Recently re-released collector’s edition of Lunar Lynx, showing the deep undercuts and fully formed teeth in the mouth.
In fact, Zagone has been quite the innovator with many things in the mask industry. In 1974 they introduced half latex masks with ventilated fur fabric for hair. In 1977 came the latex half masks with a plush hood that included a Velcro strap helping to keep the mask in place while you wore it. Then in 1983 came ½ latex masks with a knit cap. These often were designed so that the wearer’s real mouth was full exposed below a fake mustache on the mask creating a great look. Next came a series of masks with attached baseball hats in 1992. In 1993 came a huge advance that featured an elastic harness that allowed for a lower latex jaw to move with your mouth. In 2010 they came out with a Supersoft line featuring soft, light weight latex that forms to the face and allows the actor to deliver a performance through the mask as if they are wearing makeup. Most recently, in 2017, they introduced a full line of UV reactive masks and costumes. Other companies had toyed with glow-in-the-dark masks in the past but never to the degree that these masks do.
Diablo, one of the coolest Devil masks ever offered.
When I started collecting masks there were three big companies (Don Post, Distortions and Be Something Studios) and I bought masks from all three. There were two things that immediately stood out to me when comparing the actual masks I was receiving.
First off was the quality. Though all three companies seemed to use about the same thickness in latex, you rarely got what you ordered from both Don Post and Distortions. Most of the time with these two companies the mask you received looked greatly different from the ones pictured in their catalogs. This was because they would show beautifully made production copies for the catalog images and then what you got was made quickly on an assembly line.
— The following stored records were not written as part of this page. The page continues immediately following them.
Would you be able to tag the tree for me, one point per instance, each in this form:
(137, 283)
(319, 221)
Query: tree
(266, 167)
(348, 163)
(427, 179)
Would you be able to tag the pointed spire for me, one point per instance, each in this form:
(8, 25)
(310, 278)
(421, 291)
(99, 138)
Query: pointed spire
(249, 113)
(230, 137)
I remember times getting a mask in the mail and actually wondering if it was the same piece! This never happened with Be Something Studios. The copies I received always looked at least as good as what was shown in their catalogs.
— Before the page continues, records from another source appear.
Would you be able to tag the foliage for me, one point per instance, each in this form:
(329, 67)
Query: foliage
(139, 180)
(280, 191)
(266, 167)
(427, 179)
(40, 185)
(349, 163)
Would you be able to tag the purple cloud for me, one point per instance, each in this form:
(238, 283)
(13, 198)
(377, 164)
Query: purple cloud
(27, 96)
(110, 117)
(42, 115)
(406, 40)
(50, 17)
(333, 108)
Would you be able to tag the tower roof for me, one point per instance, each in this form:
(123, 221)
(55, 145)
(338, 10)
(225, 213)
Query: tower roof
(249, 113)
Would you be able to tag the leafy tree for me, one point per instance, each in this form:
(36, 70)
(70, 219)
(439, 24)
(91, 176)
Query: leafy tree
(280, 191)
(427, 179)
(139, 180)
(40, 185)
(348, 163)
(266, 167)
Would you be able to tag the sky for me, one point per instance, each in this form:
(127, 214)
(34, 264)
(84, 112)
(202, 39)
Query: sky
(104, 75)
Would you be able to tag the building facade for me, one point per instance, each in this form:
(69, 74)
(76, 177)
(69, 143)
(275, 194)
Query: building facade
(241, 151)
Ghostly Visitor, another great example of a deep mouth with full teeth.
The next big difference was the use of undercuts and three dimensional teeth. On most masks, even ones with open mouths, there is not much depth and the teeth are flat with no backs. They do this because it is easier to get the mask out of the mold after it dries. Zagone went the opposite route. The mouths on many of their masks are very deep and feature teeth that are fully formed. Some companies would do this by inserting a separate latex piece featuring the teeth and gluing it in (or gluing in individual resin teeth later). Not these guys; they do it all in one piece and many collectors over the years have been scratching their heads as to how they actually pull it off! I myself wonder how often a mask is pulled out of a mold only to find that a tooth or two was left behind in the mold.
Survivor, featuring a see-thru black cloth to mask your eyes.
In 2005, Be Something Studios changed their name to Zagone Studios when Richard and Anthony Zagone took it over. Thankfully, with the name change the level of quality did not change and to this day, you can still get great quality masks at great prices. Every year they present new masks to their lineup and have started to offer some of their classics in new, deluxe re-issues. Not only does it allow you to add their new creations to your collection but if you are like me, and love nostalgia, it allows you to revisit pieces from your youth. I cannot praise Zagone Studios enough as they understand the important aspects of mask making. From reasonable prices to maintaining great quality at all times to understanding the necessity of being able to see and breathe, you will not find a better product anywhere! This is one company that you can order from and never be disappointed!